Importantly, having a SUD is not sufficient to qualify for the exemption; an applicant or enrollee must be participating in treatment to be exempt from work. Most individuals with a SUD are not participating in treatment, especially as new applicants to Medicaid. The legislation would also require individuals with SUD to provide proof they are exempt, such as requiring supporting documentation from their providers of their participation in treatment.

It’s not just the enrollees who will be impacted by this requirement. Providers will need to submit or provide exemption information on behalf of their patients to Medicaid agencies. The additional administrative burden will be challenging for providers and create more opportunities for coverage losses.

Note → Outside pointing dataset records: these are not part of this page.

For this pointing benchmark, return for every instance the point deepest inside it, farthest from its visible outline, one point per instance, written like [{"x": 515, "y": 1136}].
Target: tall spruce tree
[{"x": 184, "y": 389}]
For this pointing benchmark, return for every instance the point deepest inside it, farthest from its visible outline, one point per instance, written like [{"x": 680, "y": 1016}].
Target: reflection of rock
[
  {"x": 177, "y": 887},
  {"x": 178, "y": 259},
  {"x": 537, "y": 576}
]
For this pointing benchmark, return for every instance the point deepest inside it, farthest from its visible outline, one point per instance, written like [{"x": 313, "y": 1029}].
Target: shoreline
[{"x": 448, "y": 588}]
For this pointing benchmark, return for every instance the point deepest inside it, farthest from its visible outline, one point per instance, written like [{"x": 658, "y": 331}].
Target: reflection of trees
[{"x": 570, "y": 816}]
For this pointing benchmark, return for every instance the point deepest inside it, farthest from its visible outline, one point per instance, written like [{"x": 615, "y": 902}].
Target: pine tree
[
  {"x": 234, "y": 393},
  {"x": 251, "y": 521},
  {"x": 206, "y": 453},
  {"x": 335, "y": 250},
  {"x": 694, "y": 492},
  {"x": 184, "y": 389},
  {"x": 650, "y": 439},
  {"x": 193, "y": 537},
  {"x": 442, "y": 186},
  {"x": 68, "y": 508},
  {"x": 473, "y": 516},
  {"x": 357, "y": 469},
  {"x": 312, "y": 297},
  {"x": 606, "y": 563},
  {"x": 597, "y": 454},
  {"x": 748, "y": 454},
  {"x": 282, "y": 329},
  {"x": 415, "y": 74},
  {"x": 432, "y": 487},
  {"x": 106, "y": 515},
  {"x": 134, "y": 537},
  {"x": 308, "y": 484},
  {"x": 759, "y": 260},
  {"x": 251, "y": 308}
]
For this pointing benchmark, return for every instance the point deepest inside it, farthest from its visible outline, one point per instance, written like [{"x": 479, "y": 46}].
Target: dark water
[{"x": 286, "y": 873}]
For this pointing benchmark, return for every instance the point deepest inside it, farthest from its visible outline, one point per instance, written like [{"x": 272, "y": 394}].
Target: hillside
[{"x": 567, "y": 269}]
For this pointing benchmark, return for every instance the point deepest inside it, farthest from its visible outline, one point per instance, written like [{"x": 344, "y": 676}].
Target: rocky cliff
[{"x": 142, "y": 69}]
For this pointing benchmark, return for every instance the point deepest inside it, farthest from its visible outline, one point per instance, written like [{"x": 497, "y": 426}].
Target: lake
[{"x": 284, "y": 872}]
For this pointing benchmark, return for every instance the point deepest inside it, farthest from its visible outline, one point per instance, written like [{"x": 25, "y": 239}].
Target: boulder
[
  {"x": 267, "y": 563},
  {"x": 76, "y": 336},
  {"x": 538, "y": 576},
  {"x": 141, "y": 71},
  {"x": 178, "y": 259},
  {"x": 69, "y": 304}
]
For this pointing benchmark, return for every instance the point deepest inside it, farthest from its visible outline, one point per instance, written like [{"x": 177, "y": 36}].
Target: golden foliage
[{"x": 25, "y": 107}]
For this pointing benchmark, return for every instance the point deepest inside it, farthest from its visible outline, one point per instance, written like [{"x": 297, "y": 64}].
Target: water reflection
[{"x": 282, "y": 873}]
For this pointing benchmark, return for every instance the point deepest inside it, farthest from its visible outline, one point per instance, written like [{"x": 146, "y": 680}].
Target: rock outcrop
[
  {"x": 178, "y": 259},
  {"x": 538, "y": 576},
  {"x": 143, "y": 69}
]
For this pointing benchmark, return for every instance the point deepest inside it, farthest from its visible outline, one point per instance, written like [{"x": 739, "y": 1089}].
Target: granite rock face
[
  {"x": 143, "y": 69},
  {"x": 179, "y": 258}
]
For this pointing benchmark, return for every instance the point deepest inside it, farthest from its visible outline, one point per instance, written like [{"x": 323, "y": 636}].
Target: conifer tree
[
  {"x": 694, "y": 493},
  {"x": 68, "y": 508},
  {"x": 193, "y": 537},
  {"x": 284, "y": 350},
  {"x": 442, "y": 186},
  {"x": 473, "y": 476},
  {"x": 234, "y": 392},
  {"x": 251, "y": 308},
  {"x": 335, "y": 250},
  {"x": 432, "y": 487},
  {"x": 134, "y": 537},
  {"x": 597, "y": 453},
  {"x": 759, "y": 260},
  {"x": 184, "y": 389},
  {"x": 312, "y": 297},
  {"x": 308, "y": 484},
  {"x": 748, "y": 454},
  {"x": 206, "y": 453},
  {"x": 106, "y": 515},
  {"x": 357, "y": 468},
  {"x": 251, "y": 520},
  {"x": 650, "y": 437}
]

There are other requirements of the bill that will jettison people from coverage and undermine progress in overdose reduction and SUD treatment. The One Big Beautiful Bill Act would require states to renew eligibility for Medicaid expansions enrollees more frequently than they do today — every six months starting October 2027, instead of every 12 months. Frequent redeterminations are a well-documented cause of people losing coverage for “administrative reasons” — because they don’t have the paperwork or the wherewithal to navigate renewal red tape. Individuals with SUD are often most challenged in completing the necessary paperwork and “touchpoints” with their state Medicaid agency necessary to renew coverage. If the bill passes, people with SUD, including those in treatment, will have to navigate those processes twice as often as they do today, compounding the coverage losses generated by the work requirement mandate.

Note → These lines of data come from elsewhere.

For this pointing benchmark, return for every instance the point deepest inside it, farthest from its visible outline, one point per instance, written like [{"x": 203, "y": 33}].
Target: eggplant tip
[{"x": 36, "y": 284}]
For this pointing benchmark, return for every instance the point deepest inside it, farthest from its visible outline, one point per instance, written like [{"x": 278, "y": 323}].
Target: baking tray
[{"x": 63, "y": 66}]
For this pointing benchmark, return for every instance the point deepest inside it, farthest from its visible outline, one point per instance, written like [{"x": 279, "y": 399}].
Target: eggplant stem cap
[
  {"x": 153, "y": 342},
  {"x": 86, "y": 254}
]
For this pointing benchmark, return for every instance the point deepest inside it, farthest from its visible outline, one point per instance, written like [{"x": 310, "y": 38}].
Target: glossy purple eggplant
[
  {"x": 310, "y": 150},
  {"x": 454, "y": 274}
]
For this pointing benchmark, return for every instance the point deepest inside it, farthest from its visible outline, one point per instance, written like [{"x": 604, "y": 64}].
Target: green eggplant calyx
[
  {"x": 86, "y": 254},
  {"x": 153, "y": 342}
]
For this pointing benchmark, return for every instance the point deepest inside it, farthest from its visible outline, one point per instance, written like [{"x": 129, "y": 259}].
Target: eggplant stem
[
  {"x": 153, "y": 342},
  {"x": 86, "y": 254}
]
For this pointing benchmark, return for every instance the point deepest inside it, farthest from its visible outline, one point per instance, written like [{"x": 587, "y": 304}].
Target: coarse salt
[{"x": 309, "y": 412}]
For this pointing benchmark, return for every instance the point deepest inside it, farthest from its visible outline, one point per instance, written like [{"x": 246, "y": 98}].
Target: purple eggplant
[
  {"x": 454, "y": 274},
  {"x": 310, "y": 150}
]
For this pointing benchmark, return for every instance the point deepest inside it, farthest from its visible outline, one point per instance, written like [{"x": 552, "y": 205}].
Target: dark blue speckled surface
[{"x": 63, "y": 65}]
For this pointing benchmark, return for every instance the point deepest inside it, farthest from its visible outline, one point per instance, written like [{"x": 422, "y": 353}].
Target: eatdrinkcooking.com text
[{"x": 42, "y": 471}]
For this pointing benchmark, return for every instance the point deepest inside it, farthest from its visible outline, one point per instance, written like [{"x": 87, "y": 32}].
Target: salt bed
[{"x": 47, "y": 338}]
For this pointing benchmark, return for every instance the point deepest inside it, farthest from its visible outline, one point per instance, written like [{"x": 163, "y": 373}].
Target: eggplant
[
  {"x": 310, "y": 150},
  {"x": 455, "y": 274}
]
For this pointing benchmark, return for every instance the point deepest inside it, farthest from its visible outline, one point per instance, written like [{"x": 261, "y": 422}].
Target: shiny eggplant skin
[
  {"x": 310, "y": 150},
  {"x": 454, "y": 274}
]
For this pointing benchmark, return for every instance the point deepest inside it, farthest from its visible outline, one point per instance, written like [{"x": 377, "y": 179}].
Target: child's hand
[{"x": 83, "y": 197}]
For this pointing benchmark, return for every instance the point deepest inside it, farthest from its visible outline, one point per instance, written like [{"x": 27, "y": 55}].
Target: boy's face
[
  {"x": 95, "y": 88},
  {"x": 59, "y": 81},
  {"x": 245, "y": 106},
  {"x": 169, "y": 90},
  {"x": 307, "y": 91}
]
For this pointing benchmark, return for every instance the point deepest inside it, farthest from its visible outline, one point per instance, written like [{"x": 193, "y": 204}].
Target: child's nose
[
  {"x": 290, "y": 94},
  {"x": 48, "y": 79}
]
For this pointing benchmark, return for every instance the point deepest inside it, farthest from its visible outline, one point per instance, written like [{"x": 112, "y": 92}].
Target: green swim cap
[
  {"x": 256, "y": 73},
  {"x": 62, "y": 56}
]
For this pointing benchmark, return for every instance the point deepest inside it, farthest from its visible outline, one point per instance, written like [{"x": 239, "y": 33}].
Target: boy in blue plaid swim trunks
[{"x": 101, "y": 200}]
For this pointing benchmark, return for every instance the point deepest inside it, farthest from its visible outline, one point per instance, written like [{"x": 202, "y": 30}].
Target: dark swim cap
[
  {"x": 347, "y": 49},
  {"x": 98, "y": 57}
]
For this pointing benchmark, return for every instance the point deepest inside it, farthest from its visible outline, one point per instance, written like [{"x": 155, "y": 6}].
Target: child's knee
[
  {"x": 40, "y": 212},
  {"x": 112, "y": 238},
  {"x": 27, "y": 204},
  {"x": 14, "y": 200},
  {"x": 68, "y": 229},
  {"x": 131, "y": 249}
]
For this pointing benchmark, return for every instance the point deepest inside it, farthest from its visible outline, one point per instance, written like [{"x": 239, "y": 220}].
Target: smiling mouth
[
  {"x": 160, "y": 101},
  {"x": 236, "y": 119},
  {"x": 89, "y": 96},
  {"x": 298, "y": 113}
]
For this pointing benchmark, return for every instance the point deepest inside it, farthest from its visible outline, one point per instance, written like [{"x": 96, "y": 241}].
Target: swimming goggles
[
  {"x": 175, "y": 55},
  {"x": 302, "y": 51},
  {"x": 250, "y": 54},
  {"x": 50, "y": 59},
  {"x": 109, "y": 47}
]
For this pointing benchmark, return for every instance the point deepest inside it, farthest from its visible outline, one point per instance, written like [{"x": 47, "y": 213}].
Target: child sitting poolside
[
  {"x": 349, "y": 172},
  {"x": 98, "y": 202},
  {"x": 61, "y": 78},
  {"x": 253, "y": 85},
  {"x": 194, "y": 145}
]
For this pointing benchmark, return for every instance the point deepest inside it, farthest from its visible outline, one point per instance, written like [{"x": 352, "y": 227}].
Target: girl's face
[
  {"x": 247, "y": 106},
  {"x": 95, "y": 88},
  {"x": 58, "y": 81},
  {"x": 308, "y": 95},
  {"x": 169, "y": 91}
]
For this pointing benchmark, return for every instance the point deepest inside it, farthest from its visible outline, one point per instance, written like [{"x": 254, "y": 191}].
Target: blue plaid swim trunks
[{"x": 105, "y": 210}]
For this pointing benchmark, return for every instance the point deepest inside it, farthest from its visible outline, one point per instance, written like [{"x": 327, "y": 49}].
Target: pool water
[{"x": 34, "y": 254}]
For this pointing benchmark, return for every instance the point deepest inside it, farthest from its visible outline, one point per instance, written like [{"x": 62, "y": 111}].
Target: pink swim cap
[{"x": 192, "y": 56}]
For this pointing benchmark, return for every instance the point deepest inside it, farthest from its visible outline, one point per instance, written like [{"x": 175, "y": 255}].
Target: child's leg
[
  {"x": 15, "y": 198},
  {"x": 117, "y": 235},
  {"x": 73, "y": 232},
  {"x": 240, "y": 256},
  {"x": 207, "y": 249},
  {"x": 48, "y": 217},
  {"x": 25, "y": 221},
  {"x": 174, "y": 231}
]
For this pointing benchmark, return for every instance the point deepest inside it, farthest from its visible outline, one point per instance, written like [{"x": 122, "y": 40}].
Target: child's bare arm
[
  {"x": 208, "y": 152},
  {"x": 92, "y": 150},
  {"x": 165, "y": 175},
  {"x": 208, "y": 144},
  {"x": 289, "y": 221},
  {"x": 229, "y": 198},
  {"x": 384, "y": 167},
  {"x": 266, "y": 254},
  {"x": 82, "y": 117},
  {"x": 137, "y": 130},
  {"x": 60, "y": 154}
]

This dynamic will cast people and providers back to the pre-Medicaid expansion era of SUD treatment. As their patients lose Medicaid coverage, providers will be forced to end treatment unless they are able to identify an alternative source of funding (e.g., philanthropy or state grant funding).

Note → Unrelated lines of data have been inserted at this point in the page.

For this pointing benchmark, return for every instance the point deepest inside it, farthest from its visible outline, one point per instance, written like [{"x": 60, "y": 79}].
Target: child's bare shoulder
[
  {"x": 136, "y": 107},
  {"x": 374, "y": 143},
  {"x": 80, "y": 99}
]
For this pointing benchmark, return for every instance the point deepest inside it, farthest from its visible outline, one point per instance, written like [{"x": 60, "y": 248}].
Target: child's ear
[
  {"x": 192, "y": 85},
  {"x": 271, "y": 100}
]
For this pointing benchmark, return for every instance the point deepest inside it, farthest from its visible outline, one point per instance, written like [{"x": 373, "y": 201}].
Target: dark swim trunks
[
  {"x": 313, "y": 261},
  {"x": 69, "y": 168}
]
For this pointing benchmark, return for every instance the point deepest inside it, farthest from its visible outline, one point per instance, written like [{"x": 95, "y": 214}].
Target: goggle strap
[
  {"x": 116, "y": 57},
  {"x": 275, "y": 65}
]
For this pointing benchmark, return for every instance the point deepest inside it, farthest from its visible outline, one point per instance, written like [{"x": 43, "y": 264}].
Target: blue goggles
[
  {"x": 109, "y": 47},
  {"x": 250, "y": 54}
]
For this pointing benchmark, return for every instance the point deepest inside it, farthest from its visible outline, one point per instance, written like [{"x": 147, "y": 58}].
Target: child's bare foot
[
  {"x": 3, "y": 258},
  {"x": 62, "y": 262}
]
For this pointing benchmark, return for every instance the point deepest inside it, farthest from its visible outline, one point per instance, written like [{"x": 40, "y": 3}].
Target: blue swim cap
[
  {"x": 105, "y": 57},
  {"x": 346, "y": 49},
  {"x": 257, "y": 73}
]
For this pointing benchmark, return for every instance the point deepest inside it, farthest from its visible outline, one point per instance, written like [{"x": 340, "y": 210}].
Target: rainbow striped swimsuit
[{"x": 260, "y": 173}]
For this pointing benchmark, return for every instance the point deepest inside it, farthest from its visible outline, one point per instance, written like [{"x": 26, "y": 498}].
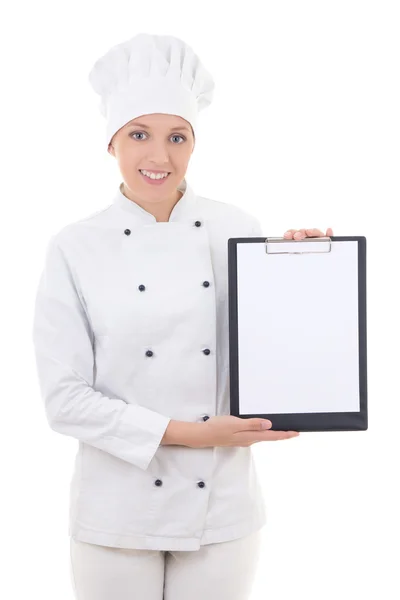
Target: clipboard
[{"x": 298, "y": 332}]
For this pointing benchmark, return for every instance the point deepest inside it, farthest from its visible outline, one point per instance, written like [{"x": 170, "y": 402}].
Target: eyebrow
[{"x": 147, "y": 127}]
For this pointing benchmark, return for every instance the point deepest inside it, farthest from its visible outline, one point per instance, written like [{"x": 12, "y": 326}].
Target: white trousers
[{"x": 220, "y": 571}]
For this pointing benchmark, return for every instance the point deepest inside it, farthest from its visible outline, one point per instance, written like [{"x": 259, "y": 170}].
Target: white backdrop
[{"x": 303, "y": 131}]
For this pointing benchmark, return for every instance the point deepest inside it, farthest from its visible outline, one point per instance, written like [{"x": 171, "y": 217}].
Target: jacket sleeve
[{"x": 62, "y": 339}]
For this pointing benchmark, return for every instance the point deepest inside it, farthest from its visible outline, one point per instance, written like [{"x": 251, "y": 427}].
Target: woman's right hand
[{"x": 227, "y": 430}]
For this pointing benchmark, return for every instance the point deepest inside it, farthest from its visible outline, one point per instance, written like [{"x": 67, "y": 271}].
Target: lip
[
  {"x": 150, "y": 181},
  {"x": 154, "y": 170}
]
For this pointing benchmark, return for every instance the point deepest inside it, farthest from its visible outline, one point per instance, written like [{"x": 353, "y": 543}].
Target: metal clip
[{"x": 325, "y": 245}]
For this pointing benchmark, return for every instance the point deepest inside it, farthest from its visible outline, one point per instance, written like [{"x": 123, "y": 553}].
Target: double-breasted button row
[
  {"x": 127, "y": 231},
  {"x": 205, "y": 351},
  {"x": 158, "y": 482},
  {"x": 142, "y": 287}
]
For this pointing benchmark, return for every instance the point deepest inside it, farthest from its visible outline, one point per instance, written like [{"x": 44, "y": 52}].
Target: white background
[{"x": 303, "y": 131}]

The overdose rate will once again climb, and people will die or be treated in the ED or inpatient setting — the costliest care settings. The average cost of an ED visit for someone who overdosed is $1,700, and the average cost for an inpatient stay is $9,000, according to a 2021 article published in the National Library of Medicine.

Beyond the financial cost, the human cost is immense. Relapse is a significant factor in overdoses, as people with SUD have lowered their drug tolerance during treatment. Individuals who lose access to their coverage and their SUD treatment in fast succession will be at higher risk for overdose. They will be more likely to delay care for their physical health and mental health conditions — leading to untreated SUD and other poor health outcomes. With unmanaged SUD and other health conditions, they will also be more likely to face long-term and persistent challenges finding and keeping a job — the antithesis of the stated policy goal of the work requirement mandate.

The Bottom Line

About four in five Americans believe that SUD treatment should be readily available and accessible to all, per a recent Legal Action Center poll. The Medicaid proposals in the One Big Beautiful Bill Act designed to cut Medicaid costs to the federal government are “savers” because they will result in millions of people losing Medicaid coverage. These proposals will harm people with SUD and others with serious and chronic health conditions who are most vulnerable to getting tangled in government red tape, causing them to lose coverage and access to treatment, thereby increasing risk of overdose and death. These proposals also shift the financial burden of treatment to health care providers and states. Despite these risks, it would seem that the passage of these proposals is all but inevitable at this point. At the very least, members of Congress should amend the bill to give states flexibility to exempt people with SUD (not just those in SUD treatment) entirely from work requirements and from the six-month coverage redetermination requirement. Indeed, states should have flexibility to exempt any high-need populations who are vulnerable to losing coverage and care because of the bill’s new constraints on eligibility.